На кухонном столе у дяди Толи сушится табак-самосад. Там же лежит стопка тонкой мелованной бумаги — страницы какого-то аляпистого рекламного журнала — и кривоватый гвоздь: все, что нужно, чтобы крутить короткие рыхлые «козьи ножки».

«Дядя Толя, ты хоть что-нибудь ешь?» Почему-то я с самого начала взяла с ним этот мерзкий насмешливый тон.

«Ну как тебе сказать, Надюш. Я закусываю. Когда пьешь, есть не хочется. Когда не пьешь, жор нападает. Но не пить я не могу».

«Может, попробуешь бросить? Ведь умрешь от цирроза или от рака легких».

«Не смогу я уже. И как я могу не пить, если у нас в стране даже президент спился?»

Я заводила этот разговор дважды. Во второй раз дядя Толя вместо ответа спел мне несколько строк из песни Пугачевой: «Ты, кукушка, перестань куковать, мне года считая. Сколько их останется мне — все они мои». Я попросила разрешения записать его голос на диктофон. Он махнул широко, разрешая, и стал еще больше стараться.

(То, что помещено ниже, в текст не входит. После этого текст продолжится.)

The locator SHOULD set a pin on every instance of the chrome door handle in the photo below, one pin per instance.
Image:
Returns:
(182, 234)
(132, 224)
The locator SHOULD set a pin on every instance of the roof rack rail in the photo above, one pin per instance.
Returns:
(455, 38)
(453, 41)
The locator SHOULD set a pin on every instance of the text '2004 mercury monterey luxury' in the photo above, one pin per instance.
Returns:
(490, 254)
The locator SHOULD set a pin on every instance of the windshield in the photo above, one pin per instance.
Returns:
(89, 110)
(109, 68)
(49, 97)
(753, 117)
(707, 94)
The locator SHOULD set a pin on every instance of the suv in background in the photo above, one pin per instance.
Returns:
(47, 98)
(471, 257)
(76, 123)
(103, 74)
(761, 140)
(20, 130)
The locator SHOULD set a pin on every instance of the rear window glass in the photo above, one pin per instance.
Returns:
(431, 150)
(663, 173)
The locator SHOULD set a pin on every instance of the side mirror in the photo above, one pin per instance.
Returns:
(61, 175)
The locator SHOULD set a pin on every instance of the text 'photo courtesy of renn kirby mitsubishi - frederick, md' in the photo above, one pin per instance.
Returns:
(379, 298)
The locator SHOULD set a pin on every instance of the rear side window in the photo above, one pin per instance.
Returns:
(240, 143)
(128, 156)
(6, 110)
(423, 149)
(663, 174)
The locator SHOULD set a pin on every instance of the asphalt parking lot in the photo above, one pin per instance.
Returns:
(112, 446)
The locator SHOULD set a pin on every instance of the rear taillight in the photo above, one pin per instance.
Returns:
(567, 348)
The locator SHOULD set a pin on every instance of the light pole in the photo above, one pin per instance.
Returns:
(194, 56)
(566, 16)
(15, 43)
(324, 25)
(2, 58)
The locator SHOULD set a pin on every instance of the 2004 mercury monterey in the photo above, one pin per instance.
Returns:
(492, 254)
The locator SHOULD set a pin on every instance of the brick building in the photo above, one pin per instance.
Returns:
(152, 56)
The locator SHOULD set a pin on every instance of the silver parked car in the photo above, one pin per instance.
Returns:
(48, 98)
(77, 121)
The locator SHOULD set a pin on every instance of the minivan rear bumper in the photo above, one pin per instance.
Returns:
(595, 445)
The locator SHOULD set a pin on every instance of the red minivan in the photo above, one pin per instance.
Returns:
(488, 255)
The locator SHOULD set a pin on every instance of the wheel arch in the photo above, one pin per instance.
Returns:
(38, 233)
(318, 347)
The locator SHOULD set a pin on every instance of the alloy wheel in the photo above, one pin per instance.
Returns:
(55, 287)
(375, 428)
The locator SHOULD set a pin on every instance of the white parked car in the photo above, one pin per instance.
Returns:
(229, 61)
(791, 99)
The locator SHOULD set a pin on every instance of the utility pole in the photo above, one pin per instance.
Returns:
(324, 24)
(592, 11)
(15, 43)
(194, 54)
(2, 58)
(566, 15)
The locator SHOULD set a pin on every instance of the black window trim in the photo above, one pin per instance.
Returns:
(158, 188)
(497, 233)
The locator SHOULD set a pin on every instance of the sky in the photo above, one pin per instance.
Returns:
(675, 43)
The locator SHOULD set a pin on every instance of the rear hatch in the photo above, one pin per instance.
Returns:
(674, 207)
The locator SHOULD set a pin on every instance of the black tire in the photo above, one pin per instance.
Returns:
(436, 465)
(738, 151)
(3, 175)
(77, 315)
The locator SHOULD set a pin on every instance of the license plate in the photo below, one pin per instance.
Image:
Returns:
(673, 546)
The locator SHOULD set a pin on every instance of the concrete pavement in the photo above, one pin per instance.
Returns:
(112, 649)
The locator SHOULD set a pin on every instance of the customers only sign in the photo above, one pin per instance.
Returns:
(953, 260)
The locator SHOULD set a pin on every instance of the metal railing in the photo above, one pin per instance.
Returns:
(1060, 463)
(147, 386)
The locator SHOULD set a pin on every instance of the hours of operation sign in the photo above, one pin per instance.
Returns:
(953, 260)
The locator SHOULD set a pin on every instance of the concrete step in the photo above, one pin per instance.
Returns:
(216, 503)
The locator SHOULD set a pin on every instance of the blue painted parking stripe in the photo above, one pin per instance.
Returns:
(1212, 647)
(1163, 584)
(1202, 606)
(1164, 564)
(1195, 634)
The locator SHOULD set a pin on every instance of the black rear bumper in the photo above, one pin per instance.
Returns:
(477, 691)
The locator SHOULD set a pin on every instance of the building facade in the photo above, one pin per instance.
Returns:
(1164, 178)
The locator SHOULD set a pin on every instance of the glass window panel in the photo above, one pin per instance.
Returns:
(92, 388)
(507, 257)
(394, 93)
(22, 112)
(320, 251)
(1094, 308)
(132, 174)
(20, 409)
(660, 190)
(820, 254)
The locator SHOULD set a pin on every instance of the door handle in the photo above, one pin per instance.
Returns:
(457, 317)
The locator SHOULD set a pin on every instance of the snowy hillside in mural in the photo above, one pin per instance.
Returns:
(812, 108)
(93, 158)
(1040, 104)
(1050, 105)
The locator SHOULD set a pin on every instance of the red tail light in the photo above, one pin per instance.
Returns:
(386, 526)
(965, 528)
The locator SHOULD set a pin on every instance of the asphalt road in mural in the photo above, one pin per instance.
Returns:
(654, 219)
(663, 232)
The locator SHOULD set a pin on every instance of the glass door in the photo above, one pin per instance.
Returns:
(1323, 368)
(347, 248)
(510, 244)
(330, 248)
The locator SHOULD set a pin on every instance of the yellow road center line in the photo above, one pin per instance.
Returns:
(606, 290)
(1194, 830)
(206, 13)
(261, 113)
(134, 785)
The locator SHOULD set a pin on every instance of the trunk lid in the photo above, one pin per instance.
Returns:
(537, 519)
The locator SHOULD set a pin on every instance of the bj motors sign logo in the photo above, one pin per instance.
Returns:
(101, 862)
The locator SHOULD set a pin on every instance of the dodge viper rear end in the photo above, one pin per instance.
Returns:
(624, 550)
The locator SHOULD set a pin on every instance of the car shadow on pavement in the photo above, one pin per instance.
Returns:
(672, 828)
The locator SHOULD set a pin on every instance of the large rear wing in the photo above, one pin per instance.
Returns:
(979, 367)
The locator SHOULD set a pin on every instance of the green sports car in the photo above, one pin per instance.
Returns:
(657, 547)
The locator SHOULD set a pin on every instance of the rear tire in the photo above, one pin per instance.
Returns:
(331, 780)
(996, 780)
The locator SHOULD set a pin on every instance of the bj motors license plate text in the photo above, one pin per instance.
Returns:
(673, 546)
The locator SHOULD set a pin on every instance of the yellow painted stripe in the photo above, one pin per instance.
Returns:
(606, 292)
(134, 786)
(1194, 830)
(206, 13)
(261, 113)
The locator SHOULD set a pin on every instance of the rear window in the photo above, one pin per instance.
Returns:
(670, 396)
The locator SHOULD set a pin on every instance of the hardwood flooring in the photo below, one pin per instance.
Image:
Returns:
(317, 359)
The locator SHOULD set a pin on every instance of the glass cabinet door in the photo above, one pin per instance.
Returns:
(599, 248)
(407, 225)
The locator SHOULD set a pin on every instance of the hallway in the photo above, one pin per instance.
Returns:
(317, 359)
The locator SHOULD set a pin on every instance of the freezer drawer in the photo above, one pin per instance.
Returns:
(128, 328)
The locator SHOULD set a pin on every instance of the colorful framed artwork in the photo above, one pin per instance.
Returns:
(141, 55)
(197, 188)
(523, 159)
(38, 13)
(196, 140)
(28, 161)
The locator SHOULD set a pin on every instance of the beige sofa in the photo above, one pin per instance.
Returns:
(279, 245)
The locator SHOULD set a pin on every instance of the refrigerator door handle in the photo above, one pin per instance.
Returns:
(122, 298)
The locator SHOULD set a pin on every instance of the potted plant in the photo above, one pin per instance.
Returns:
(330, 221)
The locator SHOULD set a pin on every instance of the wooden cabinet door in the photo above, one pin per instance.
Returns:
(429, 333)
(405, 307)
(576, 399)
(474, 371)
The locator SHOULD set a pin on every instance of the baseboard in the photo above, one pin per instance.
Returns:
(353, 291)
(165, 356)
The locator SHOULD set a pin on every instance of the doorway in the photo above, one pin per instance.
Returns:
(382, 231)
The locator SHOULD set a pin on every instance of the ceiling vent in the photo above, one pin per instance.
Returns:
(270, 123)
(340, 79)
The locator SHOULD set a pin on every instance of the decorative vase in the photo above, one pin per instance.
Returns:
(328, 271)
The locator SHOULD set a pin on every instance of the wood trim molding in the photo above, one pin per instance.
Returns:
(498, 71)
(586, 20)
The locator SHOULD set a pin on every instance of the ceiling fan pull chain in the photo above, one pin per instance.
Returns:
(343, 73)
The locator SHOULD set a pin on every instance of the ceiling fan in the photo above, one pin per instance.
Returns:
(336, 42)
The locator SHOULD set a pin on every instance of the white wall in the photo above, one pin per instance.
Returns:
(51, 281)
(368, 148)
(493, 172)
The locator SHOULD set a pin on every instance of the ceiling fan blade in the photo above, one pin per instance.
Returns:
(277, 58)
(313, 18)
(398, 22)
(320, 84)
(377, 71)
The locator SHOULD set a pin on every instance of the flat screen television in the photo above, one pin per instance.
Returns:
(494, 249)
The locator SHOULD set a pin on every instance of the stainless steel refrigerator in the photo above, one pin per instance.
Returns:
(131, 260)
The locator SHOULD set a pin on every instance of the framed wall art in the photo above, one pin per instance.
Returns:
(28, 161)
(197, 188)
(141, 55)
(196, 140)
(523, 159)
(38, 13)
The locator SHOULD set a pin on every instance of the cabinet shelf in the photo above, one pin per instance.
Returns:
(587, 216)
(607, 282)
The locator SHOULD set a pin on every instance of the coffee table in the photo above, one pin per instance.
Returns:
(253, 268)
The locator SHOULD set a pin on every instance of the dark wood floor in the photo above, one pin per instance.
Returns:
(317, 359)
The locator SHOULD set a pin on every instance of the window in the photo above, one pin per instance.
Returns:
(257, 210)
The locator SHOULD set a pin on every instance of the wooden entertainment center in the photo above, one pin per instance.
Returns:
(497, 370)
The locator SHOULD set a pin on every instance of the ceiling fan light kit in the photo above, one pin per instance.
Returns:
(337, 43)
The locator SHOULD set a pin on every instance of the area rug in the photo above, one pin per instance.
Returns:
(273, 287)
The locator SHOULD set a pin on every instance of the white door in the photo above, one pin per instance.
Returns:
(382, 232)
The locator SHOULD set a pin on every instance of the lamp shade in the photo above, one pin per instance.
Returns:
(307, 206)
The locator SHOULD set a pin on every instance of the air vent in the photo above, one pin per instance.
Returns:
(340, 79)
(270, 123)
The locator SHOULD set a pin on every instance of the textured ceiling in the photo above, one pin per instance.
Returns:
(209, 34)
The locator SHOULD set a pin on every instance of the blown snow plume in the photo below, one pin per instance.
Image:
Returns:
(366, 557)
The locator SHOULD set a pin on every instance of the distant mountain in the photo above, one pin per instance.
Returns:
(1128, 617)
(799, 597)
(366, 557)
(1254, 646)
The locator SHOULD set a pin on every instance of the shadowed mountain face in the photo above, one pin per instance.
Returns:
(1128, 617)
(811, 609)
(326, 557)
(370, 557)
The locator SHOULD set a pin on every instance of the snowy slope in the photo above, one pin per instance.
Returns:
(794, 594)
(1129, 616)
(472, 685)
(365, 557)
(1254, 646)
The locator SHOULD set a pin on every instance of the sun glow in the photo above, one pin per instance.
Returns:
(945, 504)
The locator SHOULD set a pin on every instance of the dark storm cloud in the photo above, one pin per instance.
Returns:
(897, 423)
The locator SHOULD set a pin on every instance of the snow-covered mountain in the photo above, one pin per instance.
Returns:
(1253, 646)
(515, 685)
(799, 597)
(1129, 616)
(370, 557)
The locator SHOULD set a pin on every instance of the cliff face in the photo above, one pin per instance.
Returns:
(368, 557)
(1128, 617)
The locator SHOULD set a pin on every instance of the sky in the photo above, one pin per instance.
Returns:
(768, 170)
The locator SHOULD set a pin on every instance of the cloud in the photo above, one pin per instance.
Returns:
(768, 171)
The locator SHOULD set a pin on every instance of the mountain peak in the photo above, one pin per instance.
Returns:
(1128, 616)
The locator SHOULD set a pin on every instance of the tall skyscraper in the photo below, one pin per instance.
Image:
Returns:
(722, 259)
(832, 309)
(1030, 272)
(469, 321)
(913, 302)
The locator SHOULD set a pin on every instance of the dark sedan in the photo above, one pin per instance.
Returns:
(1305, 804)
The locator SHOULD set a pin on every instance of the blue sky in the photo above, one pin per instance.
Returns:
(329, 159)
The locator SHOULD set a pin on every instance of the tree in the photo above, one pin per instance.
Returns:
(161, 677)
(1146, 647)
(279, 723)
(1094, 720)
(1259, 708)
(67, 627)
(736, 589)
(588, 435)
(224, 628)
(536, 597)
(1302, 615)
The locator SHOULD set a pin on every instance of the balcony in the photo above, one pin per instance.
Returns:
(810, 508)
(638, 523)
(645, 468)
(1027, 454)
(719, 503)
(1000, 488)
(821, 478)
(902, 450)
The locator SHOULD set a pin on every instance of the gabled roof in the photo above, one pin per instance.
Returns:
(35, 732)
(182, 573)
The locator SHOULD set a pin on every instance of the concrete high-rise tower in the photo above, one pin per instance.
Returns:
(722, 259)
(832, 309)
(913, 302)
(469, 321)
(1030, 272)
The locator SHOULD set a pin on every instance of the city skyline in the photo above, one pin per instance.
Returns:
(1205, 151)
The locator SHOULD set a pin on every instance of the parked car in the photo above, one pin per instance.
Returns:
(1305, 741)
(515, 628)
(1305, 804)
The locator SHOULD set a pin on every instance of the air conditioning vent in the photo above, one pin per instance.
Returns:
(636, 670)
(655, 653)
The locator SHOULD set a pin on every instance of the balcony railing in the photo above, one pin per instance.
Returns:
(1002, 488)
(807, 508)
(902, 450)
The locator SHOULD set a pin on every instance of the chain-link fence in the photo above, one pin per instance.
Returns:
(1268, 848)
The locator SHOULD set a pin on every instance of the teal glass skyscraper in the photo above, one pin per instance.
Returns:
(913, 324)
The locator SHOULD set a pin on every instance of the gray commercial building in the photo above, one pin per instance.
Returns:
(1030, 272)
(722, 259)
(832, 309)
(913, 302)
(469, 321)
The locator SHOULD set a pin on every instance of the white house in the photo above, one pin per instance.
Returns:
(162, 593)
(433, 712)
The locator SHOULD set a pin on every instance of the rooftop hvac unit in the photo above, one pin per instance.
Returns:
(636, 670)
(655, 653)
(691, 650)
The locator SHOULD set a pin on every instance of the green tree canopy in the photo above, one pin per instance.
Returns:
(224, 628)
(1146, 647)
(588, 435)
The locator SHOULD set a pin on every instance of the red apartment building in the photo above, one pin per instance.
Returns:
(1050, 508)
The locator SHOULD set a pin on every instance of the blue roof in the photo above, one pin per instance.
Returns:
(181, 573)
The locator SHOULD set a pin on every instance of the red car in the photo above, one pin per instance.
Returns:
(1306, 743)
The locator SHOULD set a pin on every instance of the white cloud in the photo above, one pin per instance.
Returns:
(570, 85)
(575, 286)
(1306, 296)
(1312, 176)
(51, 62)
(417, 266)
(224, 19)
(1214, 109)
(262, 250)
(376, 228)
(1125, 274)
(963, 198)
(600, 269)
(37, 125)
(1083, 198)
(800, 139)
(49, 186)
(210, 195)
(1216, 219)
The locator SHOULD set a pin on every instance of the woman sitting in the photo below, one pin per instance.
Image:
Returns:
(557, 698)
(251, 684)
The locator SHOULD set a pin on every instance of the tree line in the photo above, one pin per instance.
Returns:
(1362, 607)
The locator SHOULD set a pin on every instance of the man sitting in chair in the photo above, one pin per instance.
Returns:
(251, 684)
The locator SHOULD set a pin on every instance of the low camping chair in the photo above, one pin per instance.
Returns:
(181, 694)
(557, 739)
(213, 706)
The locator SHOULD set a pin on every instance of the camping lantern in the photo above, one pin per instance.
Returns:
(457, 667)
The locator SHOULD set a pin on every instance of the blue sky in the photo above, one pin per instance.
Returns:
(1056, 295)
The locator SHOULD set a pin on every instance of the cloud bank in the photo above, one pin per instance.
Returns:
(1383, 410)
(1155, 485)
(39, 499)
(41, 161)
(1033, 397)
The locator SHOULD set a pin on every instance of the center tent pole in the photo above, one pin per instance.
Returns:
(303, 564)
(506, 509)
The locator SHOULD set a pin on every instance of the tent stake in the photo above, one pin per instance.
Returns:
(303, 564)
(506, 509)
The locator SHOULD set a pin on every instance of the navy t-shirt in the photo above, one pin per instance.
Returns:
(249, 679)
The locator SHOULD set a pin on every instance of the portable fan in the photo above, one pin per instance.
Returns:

Про отца дядя Толя говорил мало и неохотно, а на меня смотрел всегда чуть влажными глазами. Много лет назад он ударил отца топором по голове и только чудом не убил его. В то время дядя Толя не пил совсем, а отец — запоями. Топором дядя Толя пытался младшего брата воспитать. Он проломил ему череп, за что получил два года условно. Отцу череп залатали, на место раздробленной кости поставили титановую пластину. Но, говорят, с тех пор соображать Академик стал гораздо хуже.

Отец всегда был сильнее дяди Толи, потому тот и схватился в драке за топор.

«Он мог сесть на пол и поднять себя на кулаках, представляешь?» — вспоминал дядя Толя.

«Так?» Я сделала «уголок». Это несложно, особенно если долго не стоять. Дядя Толя отвернулся в угол, чтобы я не видела, и стер слезы костлявым кулаком.

…Он повел меня показать дом, который купила его бывшая жена. Теперь дом почти всегда пустует: жена и дочь уехали в город и только иногда приезжают по выходным. Была как раз суббота. Лада, дочь дяди Толи и моя двоюродная сестра, стирала во дворе. Перед ней стояла табуретка на алюминиевых ножках, на табуретке — эмалированный таз, в тазу — маленькие разноцветные тряпочки. Это была та самая Лада из моих детских воспоминаний: еще один ребенок, существовавший в доме у бабушек.

Лада на три года старше меня. Она окончила девять классов деревенской школы, а потом выучилась в ПТУ на маляра. Работает уборщицей. Все это рассказал мне дядя по дороге.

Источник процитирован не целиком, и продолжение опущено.